The amnesty law was one of the non-negotiable requirements of the Catalan independence political parties to support Sánchez's presidency. One of their demands involved pardoning those who violently proclaimed the independence of Catalonia in 2017. The main leaders of that illegal movement left Spain and fled to other countries including the former president of the region Carles Puigdemont.
"The amnesty responds to an objective, which is not to turn the page or reach a final point, but to overcome an erroneous stage of judicial and police repression to a political movement, and to definitively convert politics into what is the management of a conflict of a political nature," said Puigdemont who now lives in Brussels (Belgium), as soon as the news went public.

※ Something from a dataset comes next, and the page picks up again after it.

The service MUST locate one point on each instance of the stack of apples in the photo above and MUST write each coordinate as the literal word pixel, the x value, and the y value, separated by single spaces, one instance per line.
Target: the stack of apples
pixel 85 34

They also insist on separating Catalonia from the rest of Spain and declaring it an independent country. During the parliamentary session before the vote this Thursday, Míriam Nogueras, spokesperson for Junts per Catalunya, said "This is not the end. Our objective continues to be the independence of Catalonia." Pilar Valluguera, spokeswoman for the ERC said, "They are not going to stop demanding the right to self-determination."
Sánchez has repeatedly stated that Catalonia will never become independent. He also said, at the time, that the leaders involved in the illegal declaration of independence in 2017 were never going to be pardoned. This Thursday, those who committed crimes got what they wanted. The president has gone back on his word once again.
Sánchez "has sold the sovereignty of the Spanish"
The opposition was very harsh on the president and his party for giving in to the interests of a small part of the country's population. Alberto Núñez Feijóo, president of the Popular Party and leader of the opposition, accused Pedro Sánchez and his PSOE colleagues of "abiding" to all the demands of the independence movement in exchange for presiding over Spain for one more term. "This law divides Spain in two and divides Catalonia in two," he said from the Congress of Deputies.
Vox also criticized the move. The leader of the conservative party, Santiago Abascal, blamed Sánchez for "having no scruples, no limits or any principles" and for "having sold the sovereignty of the Spanish people."
November protests
In November 2023, millions of Spaniards took to the streets across the country to protest against this very legislation that passed this Thursday. In Madrid, citizens gathered for days at the doors of the PSOE headquarters, located downtown on Ferraz Street. Several people were arrested after police got involved. They were arrested for attacking authority and civil disobedience.
The demonstrations were supported by the main opposition parties. Some were more vigorous, like Vox, and others took a more cautious approach, like PP. In fact, this latter preferred to distance itself from the protests outside of the PSOE headquarters and instead organized its own demonstrations in other Spanish cities.